Mom nurses her young for weeks on a milk-like fluid that has four times the protein of a cow’s milk. Yet this mother is no mammal. She’s a jumping spider, an invertebrate with eight legs and a taste for fruit flies.
Mammals like us are named after our mammary glands. Those are the tissues that produce milk. Yet some other animals also secrete a type of milk to feed their babies. The diverse list includes tsetse flies and pigeons. But the newly discovered nursing in Toxeus magnus could be the closest to mammal moms’ yet. That’s what a research team from China proposed in the November 30, 2018, Science.
Biologists have recognized T. magnus as a species since 1933. However, the small spider’s mothering habit was easy to miss. The spiders are tiny. The beasts they hunt are fruit flies and other little prey. They raise a family in little nests, perhaps attached to leaves.
Coauthor Zhanqi Chen studies spider behavior at the Chinese Academy of Sciences in Menglunzhen. He noticed several T. magnus sharing a nest in 2012. At the time, he wondered if the species had some sort of extended parental care. It was another five years before he spotted the nursing behavior. That’s when a spiderling clamped itself against mom’s underside one exciting July night in 2017.

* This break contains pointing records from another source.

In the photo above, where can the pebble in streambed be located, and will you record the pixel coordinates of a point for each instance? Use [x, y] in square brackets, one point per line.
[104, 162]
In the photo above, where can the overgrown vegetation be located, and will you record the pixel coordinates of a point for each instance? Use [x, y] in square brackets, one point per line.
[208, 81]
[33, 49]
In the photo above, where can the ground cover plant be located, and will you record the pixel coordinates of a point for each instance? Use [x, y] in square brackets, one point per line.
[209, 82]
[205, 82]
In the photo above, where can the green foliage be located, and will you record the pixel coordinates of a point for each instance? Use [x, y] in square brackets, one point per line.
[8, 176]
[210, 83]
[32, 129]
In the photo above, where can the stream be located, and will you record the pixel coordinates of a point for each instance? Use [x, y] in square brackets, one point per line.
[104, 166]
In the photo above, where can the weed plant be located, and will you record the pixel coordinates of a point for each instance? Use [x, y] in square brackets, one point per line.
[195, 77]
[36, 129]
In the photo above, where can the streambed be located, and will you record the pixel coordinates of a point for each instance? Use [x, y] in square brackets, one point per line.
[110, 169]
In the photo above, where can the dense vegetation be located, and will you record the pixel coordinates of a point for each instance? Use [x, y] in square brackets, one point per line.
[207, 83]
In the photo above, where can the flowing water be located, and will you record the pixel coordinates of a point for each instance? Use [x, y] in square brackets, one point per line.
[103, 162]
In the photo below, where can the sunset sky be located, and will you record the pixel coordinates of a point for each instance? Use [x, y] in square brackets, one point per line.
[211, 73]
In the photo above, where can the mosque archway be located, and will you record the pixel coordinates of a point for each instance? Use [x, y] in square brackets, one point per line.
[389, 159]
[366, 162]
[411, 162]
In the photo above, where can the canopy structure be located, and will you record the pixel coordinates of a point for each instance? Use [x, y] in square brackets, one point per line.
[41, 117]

To see what’s really going on, someone needs to view a female under a microscope. A gentle finger push on the underside of her abdomen will squeeze a tiny bead of white liquid out of a crease. That crease is known as an epigastric furrow. For the first week or so after her eggs hatch, a spider mom will leave milk droplets around the nest for the crawling dots — her young — to drink. Then nursing turns more mammalian. The little ones now press themselves against their mom’s body.
Just how the spiderlings might take up the milk intrigues Wendy Hood. She’s an evolutionary physiologist at Auburn University in Alabama who studies lactation. This spider’s nursing habits have similarities to two mammals from Australia — the platypus and echidna (Ee-KID-nuh). Females of these species have no nipples. Babies lap milk that exudes from the mammary glands to the skin’s surface. It comes out “much like water from sweat glands,” Hood says. (In the majority of mammals, including humans, a baby suckles rather than laps. That suckling triggers milk to flow into its mouth.)
A hearty meal
T. magnus milk has some basic ingredients in common with a mammal’s milk. For instance, spiderlings get about 2 milligrams of sugar and 5 milligrams of fat in every milliliter of milk. There’s also 124 milligrams of protein. Baby spiders live on nothing else for the first 20 days of their lives, the researchers report. In the lab, mothers occasionally hunted fruit flies provided by researchers. However, they never brought any of that prey back to the nest to feed to their young.
After about three weeks, baby spiders start to forage on their own. But they continue nursing for nearly three weeks more, the team found. With that combined diet, 76 percent of youngsters in lab nests lived long into adulthood. Without mom’s milk, they died in about 10 days. (The researchers stopped the milk by sealing mom’s epigastric furrow as soon as spiderlings hatched. Their glue was a typists’ correction fluid.)
Researchers wondered whether milk mattered much once the youngsters started hunting. It did. Depriving these older spiderlings by sealing mom’s furrow at day 20 lowered their survival rate to around 50 percent.
Spiders are usually solitary predators. With such extensive care from mom, T. magnus spiders end up sharing a nest for an unusually long time, notes Linda Rayor. She studies spider behavior at Cornell University in Ithaca, N.Y. Only about 120 among the nearly 48,000 known spider species are known to tolerate company for more than three weeks, including siblings. And only about 30 of those live lifelong social lives. So an example of spiders sharing a nest for 40 days, Rayor says, is “a big deal.”